Former GOP New Mexico Governor Gary Johnson has been non-existent in the Republican debates, which is why he may give up his bid for the Republican nomination. Instead, Johnson says he may pursue a third-party.
Gary Johnson, a libertarian-leaning Republican, is considered to have one of the best records as a governor when he was the leader of the state of New Mexico from 1995 to 2003. His anti-tax, anti-bureaucracy and pro-decriminalization of marijuana and use of vetos garnered him the nickname Governor Veto.
Johnson has been virtually non-existent throughout the Republican primaries. Being involved in only two debates, Johnson has polled last with one percent in all of the major surveys. He blames the media for this.
In an interview with the Capitol Report, Johnson said that he is unsure when he’ll decide to drop his bid for the Republican nomination and pursue a third-party. The former governor did confirm, though, that a successful run in New Hampshire will not happen, despite his best efforts.
“There’s no expectation, none whatsoever,” said Johnson.
“I feel abandoned by the Republican Party. The Republican Party has left me by the wayside,” said Johnson in an interview with the Santa Fe New Mexican. “If I'd have been included in 16 of the last debates we wouldn't even be having this conversation.”
Although he announced in August that he was focusing solely on New Hampshire with a doubled staff and more money, he hasn’t made a dent in the state. He has held town halls, but there was a lack of attendance.
“Somebody’s out there taking shots at me and they’re really well camouflaged and they’ve been really effective at it,” explained Johnson. “By ‘they’ this could be one individual in the boardroom that owns CNN, that owns NBC, not outright owns but is influential enough on the board to basically say, ‘Well, here’s the roster,’” said Johnson.
If Johnson runs for a third-party, who will he choose?
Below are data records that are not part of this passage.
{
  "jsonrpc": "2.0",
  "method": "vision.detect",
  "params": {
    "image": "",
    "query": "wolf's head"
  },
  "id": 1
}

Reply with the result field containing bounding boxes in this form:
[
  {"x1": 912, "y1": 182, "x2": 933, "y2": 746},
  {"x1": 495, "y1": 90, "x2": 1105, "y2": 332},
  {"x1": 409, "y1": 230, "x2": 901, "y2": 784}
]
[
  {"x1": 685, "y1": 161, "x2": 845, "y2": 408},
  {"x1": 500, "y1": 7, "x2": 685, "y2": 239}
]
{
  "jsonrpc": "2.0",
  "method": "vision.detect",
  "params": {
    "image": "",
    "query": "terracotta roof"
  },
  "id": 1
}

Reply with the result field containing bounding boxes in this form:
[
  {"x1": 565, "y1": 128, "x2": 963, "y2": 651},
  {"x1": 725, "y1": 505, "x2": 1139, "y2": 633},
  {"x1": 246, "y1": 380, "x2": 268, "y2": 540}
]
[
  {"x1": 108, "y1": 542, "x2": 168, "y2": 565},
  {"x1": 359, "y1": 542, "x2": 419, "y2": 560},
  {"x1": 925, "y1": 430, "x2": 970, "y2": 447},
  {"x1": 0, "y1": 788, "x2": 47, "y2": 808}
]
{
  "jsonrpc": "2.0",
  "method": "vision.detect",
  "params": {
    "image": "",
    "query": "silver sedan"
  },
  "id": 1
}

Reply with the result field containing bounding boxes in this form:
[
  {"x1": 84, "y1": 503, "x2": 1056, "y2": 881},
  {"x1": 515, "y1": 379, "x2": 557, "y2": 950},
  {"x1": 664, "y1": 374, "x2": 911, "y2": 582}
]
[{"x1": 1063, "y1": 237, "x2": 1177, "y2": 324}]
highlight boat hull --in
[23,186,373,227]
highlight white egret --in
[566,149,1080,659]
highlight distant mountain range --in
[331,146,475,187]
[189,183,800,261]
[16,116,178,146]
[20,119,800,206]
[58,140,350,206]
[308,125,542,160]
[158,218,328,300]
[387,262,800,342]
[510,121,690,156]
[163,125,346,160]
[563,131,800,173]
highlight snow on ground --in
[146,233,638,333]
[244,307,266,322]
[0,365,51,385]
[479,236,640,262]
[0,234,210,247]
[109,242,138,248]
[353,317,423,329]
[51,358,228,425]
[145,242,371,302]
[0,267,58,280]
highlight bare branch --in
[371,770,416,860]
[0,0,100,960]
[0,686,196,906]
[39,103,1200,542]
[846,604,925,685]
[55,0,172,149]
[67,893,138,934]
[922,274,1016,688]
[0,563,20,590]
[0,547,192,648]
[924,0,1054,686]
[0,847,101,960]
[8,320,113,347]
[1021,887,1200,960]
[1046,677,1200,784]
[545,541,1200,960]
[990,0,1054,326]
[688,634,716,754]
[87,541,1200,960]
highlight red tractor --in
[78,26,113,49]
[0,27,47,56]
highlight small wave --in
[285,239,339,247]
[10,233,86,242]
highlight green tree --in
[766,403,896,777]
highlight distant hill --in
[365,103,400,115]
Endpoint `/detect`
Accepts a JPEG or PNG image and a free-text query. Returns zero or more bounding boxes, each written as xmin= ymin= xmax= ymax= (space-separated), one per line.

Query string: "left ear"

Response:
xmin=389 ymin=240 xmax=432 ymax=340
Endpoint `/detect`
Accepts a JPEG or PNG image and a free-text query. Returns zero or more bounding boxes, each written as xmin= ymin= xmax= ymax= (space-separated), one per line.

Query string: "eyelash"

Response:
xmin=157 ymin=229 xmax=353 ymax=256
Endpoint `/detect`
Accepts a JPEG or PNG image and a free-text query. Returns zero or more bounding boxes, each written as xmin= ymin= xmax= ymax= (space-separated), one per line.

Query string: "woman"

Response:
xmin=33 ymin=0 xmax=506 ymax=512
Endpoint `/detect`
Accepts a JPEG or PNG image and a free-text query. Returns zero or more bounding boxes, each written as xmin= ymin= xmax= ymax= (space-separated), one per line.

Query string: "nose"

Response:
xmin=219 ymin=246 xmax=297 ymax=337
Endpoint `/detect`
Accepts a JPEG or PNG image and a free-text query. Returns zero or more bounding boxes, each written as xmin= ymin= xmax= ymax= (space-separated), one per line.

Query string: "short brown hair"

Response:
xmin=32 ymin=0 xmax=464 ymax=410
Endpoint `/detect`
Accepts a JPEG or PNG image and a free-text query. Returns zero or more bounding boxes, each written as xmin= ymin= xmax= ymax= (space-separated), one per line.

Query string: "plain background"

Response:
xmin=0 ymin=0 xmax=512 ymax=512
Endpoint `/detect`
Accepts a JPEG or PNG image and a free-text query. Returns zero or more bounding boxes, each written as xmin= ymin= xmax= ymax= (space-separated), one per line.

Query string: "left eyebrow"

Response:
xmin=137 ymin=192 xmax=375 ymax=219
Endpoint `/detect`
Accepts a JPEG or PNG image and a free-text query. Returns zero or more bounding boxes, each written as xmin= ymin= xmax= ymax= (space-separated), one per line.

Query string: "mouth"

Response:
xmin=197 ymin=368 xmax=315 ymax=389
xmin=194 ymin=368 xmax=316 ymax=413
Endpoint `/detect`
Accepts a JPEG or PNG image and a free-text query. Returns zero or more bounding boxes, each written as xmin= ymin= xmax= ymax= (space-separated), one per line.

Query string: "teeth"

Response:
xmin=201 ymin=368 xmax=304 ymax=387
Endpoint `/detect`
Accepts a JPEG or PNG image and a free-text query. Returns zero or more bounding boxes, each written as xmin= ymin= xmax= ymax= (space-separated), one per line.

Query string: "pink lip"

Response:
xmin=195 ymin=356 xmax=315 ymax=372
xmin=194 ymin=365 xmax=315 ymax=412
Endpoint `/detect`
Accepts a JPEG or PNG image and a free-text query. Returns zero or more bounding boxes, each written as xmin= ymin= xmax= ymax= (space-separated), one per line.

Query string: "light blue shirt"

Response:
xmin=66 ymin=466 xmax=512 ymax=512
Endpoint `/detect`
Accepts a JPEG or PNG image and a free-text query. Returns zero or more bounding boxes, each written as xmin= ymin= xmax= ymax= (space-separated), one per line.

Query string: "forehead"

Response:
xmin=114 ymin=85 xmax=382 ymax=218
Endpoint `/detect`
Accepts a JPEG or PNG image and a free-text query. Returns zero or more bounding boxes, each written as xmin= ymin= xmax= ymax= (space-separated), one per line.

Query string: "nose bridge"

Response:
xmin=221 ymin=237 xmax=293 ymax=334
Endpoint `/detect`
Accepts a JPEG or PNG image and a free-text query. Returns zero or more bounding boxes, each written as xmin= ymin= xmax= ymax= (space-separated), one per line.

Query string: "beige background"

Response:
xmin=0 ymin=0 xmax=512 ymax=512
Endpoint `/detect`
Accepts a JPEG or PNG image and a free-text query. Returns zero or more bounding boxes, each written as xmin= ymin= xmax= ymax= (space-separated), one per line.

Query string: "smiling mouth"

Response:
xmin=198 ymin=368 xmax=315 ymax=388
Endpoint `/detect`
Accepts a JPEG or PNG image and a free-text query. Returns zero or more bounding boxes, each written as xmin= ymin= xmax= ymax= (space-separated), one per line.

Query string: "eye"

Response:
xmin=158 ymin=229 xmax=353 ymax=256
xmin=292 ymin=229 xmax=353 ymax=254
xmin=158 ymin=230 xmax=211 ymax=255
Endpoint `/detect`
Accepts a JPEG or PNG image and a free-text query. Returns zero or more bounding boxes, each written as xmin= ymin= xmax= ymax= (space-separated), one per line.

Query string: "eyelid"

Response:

With his libertarian-leaning policies, the common sense choice would be the Libertarian Party – the party expressed interest in having Texas Congressman Ron Paul lead them in 2012.
“It’s exciting, the notion that by doing that I could be on the ballots of all 50 states in the general election and getting to continue to talk about a message.”
Johnson later told KOB4 that he is frustrated with the GOP because they have not offered to help him getting into the debates, despite a letter he wrote to the party asking for assistance.
Nevertheless, Johnson will be continuing to promote his message of less government, less taxes, less regulation, less debt and more personal freedoms, which include his support of gay marriage and marijuana legalization.